Pode-se dizer que o ambiente daquele 'stadium', acostumado a acolher o ruídos dos aplausos da assistência nos dias de pugnas desportivas, poucas vezes terá recolhido palmas e ovações mais ardentes e entusiastas de que aquelas que a 15 de outubro ali se ouviram, prestigiando os exercícios dos pequeninos escolares da juventude escoteira.

Tal transformação não impede, entretanto, que se perceba uma continuidade: o espaço antes vazio, sem vida, é ocupado pela multidão, não mais em busca de um certame esportivo mas do espetáculo cívico oferecido pelo estudantes e escoteiros.

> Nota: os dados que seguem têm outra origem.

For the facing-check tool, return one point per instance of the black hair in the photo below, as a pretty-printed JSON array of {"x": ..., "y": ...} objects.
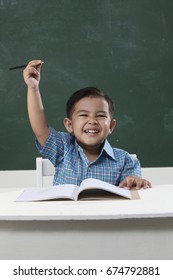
[{"x": 87, "y": 92}]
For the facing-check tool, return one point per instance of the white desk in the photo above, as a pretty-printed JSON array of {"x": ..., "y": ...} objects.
[{"x": 115, "y": 229}]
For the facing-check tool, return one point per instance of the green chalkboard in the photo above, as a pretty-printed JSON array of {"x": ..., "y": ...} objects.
[{"x": 124, "y": 47}]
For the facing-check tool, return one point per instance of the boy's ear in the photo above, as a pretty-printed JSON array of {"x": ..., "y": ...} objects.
[
  {"x": 112, "y": 125},
  {"x": 68, "y": 125}
]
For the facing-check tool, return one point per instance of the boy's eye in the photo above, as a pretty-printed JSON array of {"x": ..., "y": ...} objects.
[{"x": 102, "y": 116}]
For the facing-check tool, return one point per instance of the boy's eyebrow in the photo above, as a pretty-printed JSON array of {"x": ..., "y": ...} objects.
[{"x": 86, "y": 111}]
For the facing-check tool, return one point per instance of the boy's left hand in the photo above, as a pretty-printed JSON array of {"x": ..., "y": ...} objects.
[{"x": 134, "y": 181}]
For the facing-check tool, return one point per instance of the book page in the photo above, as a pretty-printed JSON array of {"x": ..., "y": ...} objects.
[
  {"x": 98, "y": 184},
  {"x": 56, "y": 192}
]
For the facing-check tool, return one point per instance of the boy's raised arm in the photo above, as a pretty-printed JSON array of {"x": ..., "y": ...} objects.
[{"x": 36, "y": 111}]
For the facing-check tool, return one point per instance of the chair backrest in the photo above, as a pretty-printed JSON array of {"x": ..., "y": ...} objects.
[{"x": 43, "y": 168}]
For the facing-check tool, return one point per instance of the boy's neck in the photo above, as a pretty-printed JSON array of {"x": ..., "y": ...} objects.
[{"x": 92, "y": 153}]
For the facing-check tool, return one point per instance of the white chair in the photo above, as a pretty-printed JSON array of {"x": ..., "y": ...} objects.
[{"x": 43, "y": 168}]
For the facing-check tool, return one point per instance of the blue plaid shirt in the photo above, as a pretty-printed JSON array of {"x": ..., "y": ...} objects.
[{"x": 72, "y": 165}]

Pode-se perceber, também, que se quer ressaltar o caráter organizado, polido, límpido do acontecimento. Nas fotografias e nos textos que as acompanham, a disciplina rítmica da ginástica e da marcha são mostradas como exemplo de trabalho organizado e ordeiro de centenas de pessoas, sobretudo de alunos. Conforme afirma Fábio Lourival, no texto "Pela renovação de Minas", a festa de 15 de outubro,

Em Minas, nunca se admirou espetáculo tão grandioso como o que nos foi proporcionado outro dia, pelo alunos dos grupos escolares de Belo Horizonte, reunidos em número de mais de 2.000 no stadium do América F. Club, para celebrar a data comemorativa do centenário da escola primária. Admirado-o, enchemo-nos de profunda emoção, intenso júbilo fez palpitar todos os corações, alegria trasbordante agitou todos as almas. Admirando-o ficamos com fé mais viva no destinos da nossa raça...

Este texto, apesar de congregar com outros nas comemorações, destoa dos mesmos por discordar frontalmente do caráter militarista que o ensino de ginástica e os exercícios físicos vinham tomando nas escolas mineiras.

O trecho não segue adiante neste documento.